Greenhouse effect

Nearly impossible without man-made global warming, this year's freak Siberian heat wave is producing climate change's most flagrant footprint of extreme weather.

A study found that the greenhouse effect multiplied the chance of the region's prolonged heat by at least 600 times, and maybe tens of thousands of times.

Case of Siberia

In the study, the team looked at Siberia from January to June, including a day that hit 100 degrees (38 degrees Celsius) for a new Arctic record.

Scientists from the United Kingdom, Russia, France, Netherlands, Germany and Switzerland used 70 climate models running thousands of complex simulations comparing current conditions to a world without man-made warming from the burning of coal, oil and gas.

They found that without climate change the type of prolonged heat that hit Siberia would happen once in 80,000 years, “effectively impossible without human influence,” said study lead author Andrew Ciavarella, a scientist at the UK Met Office.

Comparative analysis over six months

The team looked at both the average temperature in Siberia over the first six months of the year when temperatures averaged 9 degrees (5 degrees Celsius) above normal and the heat spike of 100 degrees occurred in the Russian town of Verkhoyansk in June.

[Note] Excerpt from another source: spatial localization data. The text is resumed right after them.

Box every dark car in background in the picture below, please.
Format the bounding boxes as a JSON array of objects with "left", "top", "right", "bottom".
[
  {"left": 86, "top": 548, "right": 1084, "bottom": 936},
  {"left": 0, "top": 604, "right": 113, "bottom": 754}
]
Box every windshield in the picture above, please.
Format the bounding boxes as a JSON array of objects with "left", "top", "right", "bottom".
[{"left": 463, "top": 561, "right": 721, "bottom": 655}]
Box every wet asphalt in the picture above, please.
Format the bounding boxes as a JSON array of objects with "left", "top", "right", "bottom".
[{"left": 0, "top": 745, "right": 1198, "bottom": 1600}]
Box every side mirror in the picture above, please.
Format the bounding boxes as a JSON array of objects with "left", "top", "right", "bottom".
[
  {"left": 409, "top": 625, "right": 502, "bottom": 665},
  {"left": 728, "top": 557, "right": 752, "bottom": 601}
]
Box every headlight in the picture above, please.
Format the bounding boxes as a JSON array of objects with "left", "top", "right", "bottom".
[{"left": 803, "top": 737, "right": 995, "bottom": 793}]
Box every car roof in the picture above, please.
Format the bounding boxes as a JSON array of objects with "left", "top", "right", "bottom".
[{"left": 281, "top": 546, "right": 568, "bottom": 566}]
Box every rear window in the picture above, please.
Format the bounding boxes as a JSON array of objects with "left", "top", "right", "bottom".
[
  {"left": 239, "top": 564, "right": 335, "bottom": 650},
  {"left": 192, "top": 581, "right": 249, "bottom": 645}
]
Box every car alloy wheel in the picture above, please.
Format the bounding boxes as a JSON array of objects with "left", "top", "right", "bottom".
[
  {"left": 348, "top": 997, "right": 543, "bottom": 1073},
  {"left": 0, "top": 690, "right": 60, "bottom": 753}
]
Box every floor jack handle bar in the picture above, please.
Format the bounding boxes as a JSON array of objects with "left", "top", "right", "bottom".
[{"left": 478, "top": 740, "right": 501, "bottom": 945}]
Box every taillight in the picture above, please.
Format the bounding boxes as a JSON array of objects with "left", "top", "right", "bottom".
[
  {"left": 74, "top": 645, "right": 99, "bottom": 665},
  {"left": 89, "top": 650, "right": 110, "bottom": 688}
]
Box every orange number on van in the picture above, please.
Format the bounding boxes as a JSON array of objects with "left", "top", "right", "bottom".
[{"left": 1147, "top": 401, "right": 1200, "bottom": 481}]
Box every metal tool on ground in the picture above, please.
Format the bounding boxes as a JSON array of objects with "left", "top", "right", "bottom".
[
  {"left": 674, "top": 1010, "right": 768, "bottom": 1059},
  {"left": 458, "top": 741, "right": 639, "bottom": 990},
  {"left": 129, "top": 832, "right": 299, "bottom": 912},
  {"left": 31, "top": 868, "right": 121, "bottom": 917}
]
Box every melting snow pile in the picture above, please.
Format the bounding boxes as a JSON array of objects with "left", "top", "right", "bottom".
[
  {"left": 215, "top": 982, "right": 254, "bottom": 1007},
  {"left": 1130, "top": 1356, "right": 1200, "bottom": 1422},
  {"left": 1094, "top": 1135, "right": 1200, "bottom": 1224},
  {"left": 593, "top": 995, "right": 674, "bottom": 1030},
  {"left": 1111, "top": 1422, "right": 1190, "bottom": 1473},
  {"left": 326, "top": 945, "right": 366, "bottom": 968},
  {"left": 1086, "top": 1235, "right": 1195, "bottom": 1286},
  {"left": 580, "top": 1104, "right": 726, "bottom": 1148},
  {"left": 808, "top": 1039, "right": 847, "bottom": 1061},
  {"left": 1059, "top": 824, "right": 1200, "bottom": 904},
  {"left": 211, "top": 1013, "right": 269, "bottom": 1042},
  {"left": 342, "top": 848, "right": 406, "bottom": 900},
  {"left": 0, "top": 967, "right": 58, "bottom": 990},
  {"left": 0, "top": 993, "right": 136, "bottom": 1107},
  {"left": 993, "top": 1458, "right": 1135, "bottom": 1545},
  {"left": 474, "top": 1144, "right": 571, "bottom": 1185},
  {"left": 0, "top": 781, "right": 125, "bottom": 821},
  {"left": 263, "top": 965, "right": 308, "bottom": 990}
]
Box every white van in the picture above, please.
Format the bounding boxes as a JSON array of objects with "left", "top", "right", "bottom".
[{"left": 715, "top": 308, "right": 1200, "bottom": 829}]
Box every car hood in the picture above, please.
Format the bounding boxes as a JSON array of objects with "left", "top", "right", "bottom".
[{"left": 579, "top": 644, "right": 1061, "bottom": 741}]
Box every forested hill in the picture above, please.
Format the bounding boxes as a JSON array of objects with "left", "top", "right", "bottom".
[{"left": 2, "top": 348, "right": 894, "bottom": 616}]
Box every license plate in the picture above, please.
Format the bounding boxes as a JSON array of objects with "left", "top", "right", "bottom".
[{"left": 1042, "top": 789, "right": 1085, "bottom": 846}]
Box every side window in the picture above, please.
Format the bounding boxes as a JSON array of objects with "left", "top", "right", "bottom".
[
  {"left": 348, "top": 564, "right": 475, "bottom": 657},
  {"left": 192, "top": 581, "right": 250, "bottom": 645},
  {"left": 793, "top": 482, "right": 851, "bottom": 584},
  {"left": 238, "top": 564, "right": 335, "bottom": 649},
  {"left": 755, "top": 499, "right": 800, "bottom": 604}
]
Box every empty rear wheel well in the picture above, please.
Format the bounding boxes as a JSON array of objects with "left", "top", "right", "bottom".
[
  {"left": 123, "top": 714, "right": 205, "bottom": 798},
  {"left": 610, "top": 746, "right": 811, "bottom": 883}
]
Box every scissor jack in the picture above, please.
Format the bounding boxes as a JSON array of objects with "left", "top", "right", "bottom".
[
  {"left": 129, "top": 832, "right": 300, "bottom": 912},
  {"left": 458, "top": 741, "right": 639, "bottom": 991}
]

Both just really couldn't happen in a world without the additional heat-trapping gases from burning fossil fuel, Ciavarella said.

Thawing permafrost a trigger

The scientists said the heat added to problems with widespread wildfires fires, pest outbreaks and the thawing of permafrost which led to a massive pipeline oil spill.

Thawing permafrost also has the potential to release huge amounts of greenhouse gases trapped under the frozen ground, which could then worsen the warming, scientists said.

Connecting the dots

These types of studies allow people and world leaders to “connect the dots” between extreme weather events and climate change and prepare for them, said French climate scientist Valerie Masson-Delmotte, who wasn't part of the research.

“The climate of the future is very different as this paper shows,” said Pennsylvania State University meteorology professor David Titley, who wasn't part of the research. “We can either adapt or suffer."

Not peer-reviewed yet plausible

But the researchers who specialise in these real-time studies usually do get their work later published in a peer-reviewed journal and use methods that outside scientists say are standard and proven.

2020's Siberian heat wave stood out among the many studied, said attribution team co-lead Friederike Otto, acting director of Oxford University's Environmental Change Institute.